The vast amount of data that must be collected and evaluated makes clinical testing the most time-consuming and expensive part of new drug development. The next stage in the drug development process is to seek registration for the new drug.
To register a new drug, the results of all preclinical and clinical studies, along with the description of the manufacturing process, are compiled and submitted to regulatory authorities. If regulators agree that the data establish the quality, efficacy and safety of the drug, a marketing authorization is granted. The new drug can then be made commercially available to patients. Once a drug is on the market, adverse effects need to be constantly monitored and reported to regulatory authorities. In addition, life-cycle programs – including Phase IV clinical trials – are often undertaken to explore and add new indications or improve existing formulations of the drug.

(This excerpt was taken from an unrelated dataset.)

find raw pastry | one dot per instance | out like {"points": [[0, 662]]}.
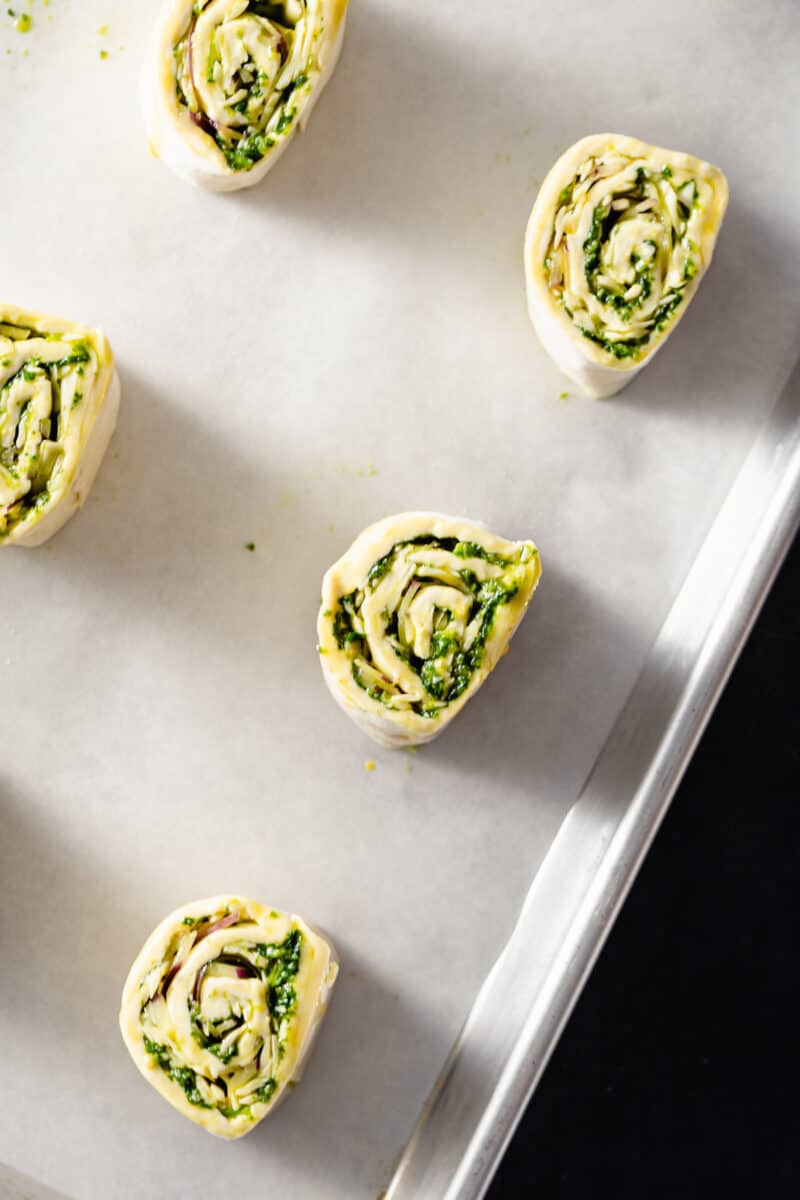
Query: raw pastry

At each phase of clinical development, our activities are managed by our Innovation Management Board (IMB). The IMB is responsible for oversight over all major aspects of our development portfolio and oversees our drug development budget. In particular, the IMB is responsible for the endorsement of proposals to commence the first clinical trials of a development compound, and of major project phase transitions and milestones following a positive proof of concept outcome, including transitions to full development and the decision to submit a regulatory application to the health authorities. The IMB is also responsible for project discontinuations, for the endorsement of overall development strategy and the endorsement of development project priorities. The IMB is chaired by our Chief Executive Officer and has representatives from Novartis senior management with expertise spanning multiple fields, among its core members and extended membership.